Rivals SIRIUS and XM announce $13B merger

WASHINGTON — Choosing satellite radio in the U.S. just got easier or redundant — depending on how customers end up viewing the $13 billion merger agreement between SIRIUS and XM.

The agreement does not include both independently owned Canadian divisions, however.

Under terms of the all-stock agreement, shareholders of XM Satellite Radio and SIRIUS Satellite Radio will receive a fixed exchange ratio of 4.6 shares of SIRIUS common stock for each share of XM they own. XM and SIRIUS shareholders will each own approximately 50 percent of the combined company.

Mel Karmazin, currently CEO of SIRIUS has been named to the same role of the combined company and Gary Parsons, currently chairman of XM, will become chairman of the combined company, which has yet to be named.

The companies will continue to operate independently until the proposed merger is competed.

The future of XM and Sirius got murky today
after both US companies agreed to merge

The merger had been rumored for months, but the chairman of the Federal Communications Commission put a wet blanket on the buzz last month when he indicated a possible merger could not be approved under current FCC regulations.

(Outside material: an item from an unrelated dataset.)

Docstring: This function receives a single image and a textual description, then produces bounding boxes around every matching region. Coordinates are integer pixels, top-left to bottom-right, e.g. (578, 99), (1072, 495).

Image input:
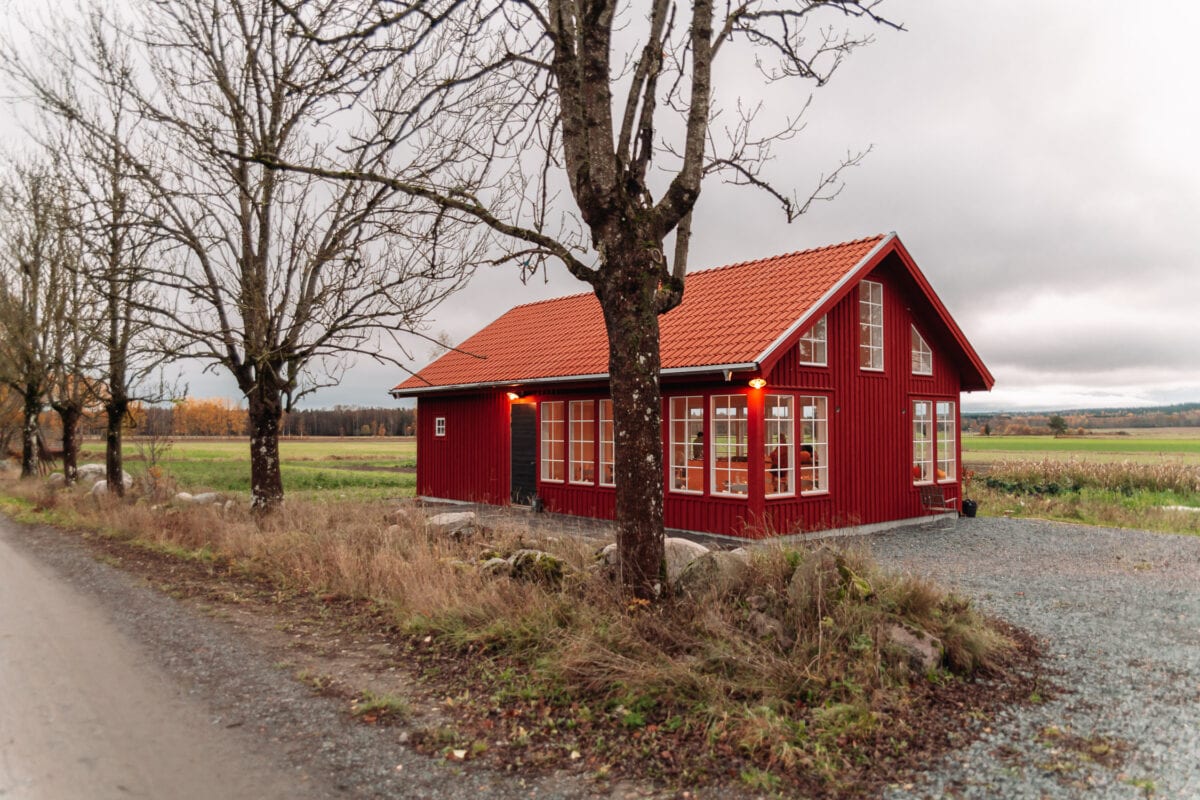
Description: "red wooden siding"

(418, 253), (970, 536)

If the FCC approves the deal — and reports indicate it will still receive a lot scrutiny from the regulators — than it could hurt XM Canada and Sirius Canada. Both are independent Canadian companies with Canadian partners which that rely on the U.S. parents for much of their programming.

Sirius Canada is a partnership between Standard Broadcasting, the Canadian Broadcasting Corporation and Sirius in the U.S. XM Radio Canada is the operating name of public company Canadian Satellite Radio Holdings Inc.

Satellite radio first came to Canada in 2005 when, after much debate, XM Canada and Sirius Canada were grated licences by the CRTC. The Canadian broadcast watchdog demanded 10 percent of the programming be Canadian, and eight of the 80 channels offered are produced here in Canada and feature Canadian artists and content XM, for one, has a channel (171) devoted exclusively to the trucking industry audience.

Among other benefits, the companies say the merger will provide the following:

— Greater programming and content choices and “broader selection of content, including a wide range of commercial-free music channels, exclusive and non-exclusive sports coverage, news, talk, and entertainment programming.”

— The merger will enable accelerated technological innovation with a wider range of lower cost, easy-to-use, and multi-functional devices through efficiencies in chip set and radio design and procurement.

— Also there would be benefits to OEM and retail partners, say the companies, who plan to offer automakers and retailers the opportunity to provide a broader content offering to their customers.

— Enhanced financial performance will enhance the long-term financial success of satellite radio “by allowing the combined company to better manage its costs through sales and marketing and subscriber acquisition efficiencies, satellite fleet synergies, and combined R&D.”

— The combination of an enhanced programming lineup with improved technology, distribution will better position satellite radio to compete for consumers’ attention and entertainment dollars against a host of products and services.

“In addition to existing competition from free “over-the-air” AM and FM radio as well as iPods and mobile phone streaming, satellite radio will face new challenges from the rapid growth of HD Radio, Internet radio and next generation wireless technologies,” SIRIUS and XM said in a joint statement.

“This combination is the next logical step in the evolution of audio entertainment,” said Mel Karmazin, CEO of SIRIUS.